Falta o foco em relação aos conflitos e uma boa amarração entre todos eles. Mas como se trata de uma história real, baseada em uma dupla sertaneja de grande sucesso, o filme se apóia nisso.


Em seguida veio o filme Era uma vez: uma história de amor impossível, aos moldes de Romeu e Julieta

Aqui a contraposição da família e da sociedade em relação à paixão dos jovens se dá por questões sociais - o rapaz da favela e a moça da elite, numa bela paisagem carioca.


Argumento competente mas que novamente encontra no roteiro - diálogos e cenas previsíveis - um grande obstáculo. 

Aqui ainda a falta de atores de mais peso dramático compromete um pouco. O casal jovem parece promissor (interpretado por Vitória Frate e Thiago Martins - que já havia trabalhado em Cidade de Deus e depois seguiu por diversos trabalhos em novelas da Globo ou filmes como Abismo Prateado - já comentado aqui), mas não sustenta uma história tão trágica. 

Assim, a dramaticidade das cenas acabam tropeçando um pouco e comprometendo o resultado final.


Em seu último filme Breno volta às histórias verídicas musicais: Gonzaga: de pai pra filho

Não era preciso muito para fazer desse passado real uma trama dramática e musicalmente envolvente, mas a escolha arriscada de Breno de escolher atores - ou não atores - que estivessem mais próximos da habilidade musical e da semelhança física fez com que a atuação fosse muito fraca. 


Diversas cenas extremamente dramáticas são apresentadas em planos gerais com os atores de costas tamanha a fragilidade da atuação.

A trama também fica um pouco novelesca e se perde em diálogos simplórios demais.

Se salva a linda história, as estonteantes paisagens, bela direção de arte e fotografia e a trilha musical. Somar Gonzagão e Gonzaguinha já havia dado muito certo na vida real e nas telas de cinema não poderia ser diferente.


Uma pena não haver um retoque de roteiro e investimento de interpretação.

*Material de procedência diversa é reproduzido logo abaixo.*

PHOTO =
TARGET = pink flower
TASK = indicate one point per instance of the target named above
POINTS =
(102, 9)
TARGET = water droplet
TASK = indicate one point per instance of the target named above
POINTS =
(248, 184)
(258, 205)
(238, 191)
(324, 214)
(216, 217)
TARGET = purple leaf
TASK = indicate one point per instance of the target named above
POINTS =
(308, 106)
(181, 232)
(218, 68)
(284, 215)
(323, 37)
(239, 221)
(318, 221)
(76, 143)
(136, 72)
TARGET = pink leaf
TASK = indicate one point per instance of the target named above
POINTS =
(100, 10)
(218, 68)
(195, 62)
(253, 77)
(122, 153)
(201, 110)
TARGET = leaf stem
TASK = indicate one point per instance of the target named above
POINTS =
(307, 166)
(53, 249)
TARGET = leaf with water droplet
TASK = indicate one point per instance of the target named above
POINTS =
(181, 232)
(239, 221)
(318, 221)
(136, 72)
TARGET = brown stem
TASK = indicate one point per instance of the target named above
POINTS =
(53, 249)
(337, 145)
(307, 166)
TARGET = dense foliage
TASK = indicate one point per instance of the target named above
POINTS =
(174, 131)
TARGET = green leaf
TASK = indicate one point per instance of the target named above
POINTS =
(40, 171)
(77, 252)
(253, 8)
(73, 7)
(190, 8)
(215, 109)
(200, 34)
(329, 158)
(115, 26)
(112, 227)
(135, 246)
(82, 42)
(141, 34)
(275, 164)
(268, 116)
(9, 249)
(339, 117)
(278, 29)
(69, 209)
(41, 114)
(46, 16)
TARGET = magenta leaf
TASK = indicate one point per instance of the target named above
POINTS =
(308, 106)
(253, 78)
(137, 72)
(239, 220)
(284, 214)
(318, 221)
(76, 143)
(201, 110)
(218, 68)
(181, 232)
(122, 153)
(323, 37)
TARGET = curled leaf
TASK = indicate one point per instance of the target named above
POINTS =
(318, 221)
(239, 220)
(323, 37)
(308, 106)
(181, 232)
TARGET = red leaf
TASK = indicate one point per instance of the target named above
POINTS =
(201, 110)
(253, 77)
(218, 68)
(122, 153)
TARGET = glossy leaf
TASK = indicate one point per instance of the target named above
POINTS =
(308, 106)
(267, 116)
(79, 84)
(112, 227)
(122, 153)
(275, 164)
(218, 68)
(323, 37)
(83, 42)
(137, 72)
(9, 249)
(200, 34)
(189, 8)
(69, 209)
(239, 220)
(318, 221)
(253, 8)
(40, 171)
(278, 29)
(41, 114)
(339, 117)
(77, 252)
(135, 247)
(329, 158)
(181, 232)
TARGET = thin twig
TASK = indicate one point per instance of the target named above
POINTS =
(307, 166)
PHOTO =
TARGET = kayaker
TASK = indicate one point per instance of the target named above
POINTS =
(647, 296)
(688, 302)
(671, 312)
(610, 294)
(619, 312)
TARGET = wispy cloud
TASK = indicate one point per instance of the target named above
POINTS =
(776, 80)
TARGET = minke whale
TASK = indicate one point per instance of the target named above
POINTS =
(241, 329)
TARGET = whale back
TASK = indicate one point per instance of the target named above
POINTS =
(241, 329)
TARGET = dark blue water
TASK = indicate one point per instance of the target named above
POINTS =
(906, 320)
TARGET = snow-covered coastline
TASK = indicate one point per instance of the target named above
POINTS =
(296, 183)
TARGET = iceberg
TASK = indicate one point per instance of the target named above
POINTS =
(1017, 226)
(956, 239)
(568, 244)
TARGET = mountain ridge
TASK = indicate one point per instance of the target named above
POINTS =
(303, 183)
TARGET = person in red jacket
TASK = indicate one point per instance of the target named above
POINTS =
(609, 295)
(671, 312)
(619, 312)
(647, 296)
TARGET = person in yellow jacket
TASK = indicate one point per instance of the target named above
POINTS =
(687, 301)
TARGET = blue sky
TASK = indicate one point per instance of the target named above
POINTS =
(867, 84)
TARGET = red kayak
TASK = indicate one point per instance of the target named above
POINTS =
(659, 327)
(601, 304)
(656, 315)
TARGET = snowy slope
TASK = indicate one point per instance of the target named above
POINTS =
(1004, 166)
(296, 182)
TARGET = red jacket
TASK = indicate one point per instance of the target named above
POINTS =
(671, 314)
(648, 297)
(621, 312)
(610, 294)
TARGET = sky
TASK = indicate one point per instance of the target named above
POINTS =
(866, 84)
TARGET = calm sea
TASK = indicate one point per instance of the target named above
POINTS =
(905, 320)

De qualquer maneira esse espaço que Breno Silveira vem tentando conquistar no cinema nacional, de um diálogo mais popular mas com potenciais dramáticos e psicológicos e grande qualidade técnica é louvável e deve ser seguido e perpetuado. Que venham novos exemplares!

terça-feira, 19 de agosto de 2014

O Grande Hotel Budapeste (The Grand Budapest Hotel) - Wes Anderson


O diretor americano Wes Anderson vem consolidando seu imaginário fantástico de múltiplos e excêntricos personagens:

histórias estéticas, onde as caricaturas vão desde a construção de personagens (sempre com grandes atuações), até artificialismos de diálogos e a estética toda rebuscada: decupagem, paisagens, cenários, figurinos...


O primeiro destaque de Anderson veio com Os Excêntricos Tenenbaums, seguido por A Vida aquática de Steve Zissou e Viagem à Darjeeling.


Agora Anderson segue a peculiaridade de sua narrativa com O Grande Hotel Budapeste, inspirado nas narrativas de Stefan Zweig.

O filme tem como figura central o concierge Gustave - vivido por Ralph Fiennes - personagem ideal para observar tudo que se passa em um hotel e que por sua origem pode ter um olhar crítico e contrastar com as grandes figuras de alta classe.


Gustave manipula e conquista a todos, inclusive ciúmes e inveja e assim se vê em meio a mortes, crimes e mal entendidos.

Quando uma das ricas hóspedes amantes de Gustave morre, ele tem que lutar para conseguir receber a herança que ela lhe deixou.


Para isso conta com a ajuda do lobby boy do hotel, seu subordinado e fiel pupilo.

Em meio a essa trama aparecem diversos personagens (outro mérito de Anderson ter conseguido reunir tamanho elenco de peso internacional com Jude Law, Tilda Swinton, Adrien Brody, Willem Dafoe, Bill Murray, Léa Seydoux, Edward Norton, entre tantos outros).


Entretanto nem as personagens nem a trama se aprofundam, é apenas uma sucessão de esquetes divertidas e mirabolantes. 

Para quem gosta de narrativas mais fantásticas e até histriônicas está aí mais um belo exemplar de Anderson para se deliciar!